The final interview was scheduled early one morning. Meg called us, somewhat breathless, to say, “Start praying for me now, I am going in!” Our family gathered in the living room and with help of a huge power from the Abha realm, recited The Tablet of Ahmad to a pitch I could not control! It was exhilarating! At the end of this prayer, husband John pointed to a sight outside our second-floor windows. It was a kite flying untethered, bobbing up and down the street. It caught our eye and we dashed to the window to watch as the winds kept it swooping up and down, as if the kite was dancing! The wind suddenly shifted and turned the kite 180* around to repeat its free flight back down our street. Oh wild, that confirmation! Her guardian angels were so surely with her! Almost immediately, Meg phoned and said it was over and went well. The psychiatrist had said she respected Meg’s decision, adding that she was fit mentally and spiritually to manage her affairs wherever her decision would take her. Meg’s mood was serious (naturally) but ours was jubilant! I rushed to tell her what we just had witnessed moments prior. She caught our joy and gave us one of her famous guffaws, which she possesses to this day. It makes everyone laugh when she laughs.
During the two-week waiting period Meg wrote letters to her sisters and to the Monsignor of Dubuque, proclaiming her belief in Baha’u’llah as the Divine Revelatory Manifestation of Truth for this age and explaining her decision to leave the Convent. These letters accompany this story. Seeds they are, waiting for a future inevitable germination, flowering, and harvest!
Meg had a “perfect for her” position waiting for her in Saginaw Michigan. THE AMERICAN BAHA’I had carried an appeal like a “help wanted” ad, asking for a companion for a Baha’i, Professor Mardy (Marilyn) Oeming, who had suffered a stroke and wished for a Baha’i to be a helper to her. The McDowells took Meg to meet her and they got along beautifully, so her immediate future looked good in a practical way, as well as a Baha’i way of experiencing the vitality of active Baha’i community life and deepening the spiritual resonance within her. Surely whole Concourse on High was cheering this outcome!

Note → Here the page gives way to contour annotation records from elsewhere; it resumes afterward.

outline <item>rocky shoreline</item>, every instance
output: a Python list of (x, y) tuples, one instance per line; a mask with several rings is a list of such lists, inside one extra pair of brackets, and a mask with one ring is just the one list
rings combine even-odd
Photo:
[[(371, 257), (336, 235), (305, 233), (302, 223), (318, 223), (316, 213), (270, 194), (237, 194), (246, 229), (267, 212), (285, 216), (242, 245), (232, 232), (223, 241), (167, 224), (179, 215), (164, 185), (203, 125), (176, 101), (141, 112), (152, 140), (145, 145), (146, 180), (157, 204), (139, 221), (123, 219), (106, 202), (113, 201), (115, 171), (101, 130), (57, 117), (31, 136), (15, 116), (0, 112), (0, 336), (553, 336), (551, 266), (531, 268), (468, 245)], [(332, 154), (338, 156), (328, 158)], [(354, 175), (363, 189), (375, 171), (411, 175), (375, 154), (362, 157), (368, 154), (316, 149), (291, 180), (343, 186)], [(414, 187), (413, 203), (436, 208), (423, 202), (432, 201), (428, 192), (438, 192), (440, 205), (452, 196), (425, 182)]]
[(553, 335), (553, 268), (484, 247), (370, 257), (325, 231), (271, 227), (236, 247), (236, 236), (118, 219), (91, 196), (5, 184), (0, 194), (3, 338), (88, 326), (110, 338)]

Many were the confirmations of Meg’s finding this Baha’i Faith. Caring for Mardy Oeming in Saginaw was a joy for both, and in the course of this time she was invited to accompany another dependent Baha’i, along with Mardy, on a short pilgrimage trip to the Holy Land as well as to the Canary Islands and on to Switzerland and Landegg Academy. Back home in Saginaw, she became a favorite guest at Louhelen. At some point, Meg returned to Iowa to assist Mary McDowell with health difficulties before her passing. At age 84, Meg married Stash Yacolt. The couple later divorced.
At this time, June 19, 2022, she is living in a hospice facility hospice in Saginaw and is looked after with great affection by Baha’is in the surrounding communities. Meg had two books published, through a friend’s support for some of her writings that teach about the Faith and its themes, especially regarding racism and its solution through embracing the guidance of Baha’u’llah. Her paintings and Baha’i themed posters now adorn her care home walls, attracting staff and visitors alike to appreciate and talk about them. She is still in touch with her sisters and the Council at the Convent, regularly. And she still studies with our small group by phone regularly! Meg never forgets her group call for morning prayer, at which she recites the Tablet of Ahmad every call. She reads well. We all exult for the privilege of hearing her voice. This is what it means to be honored.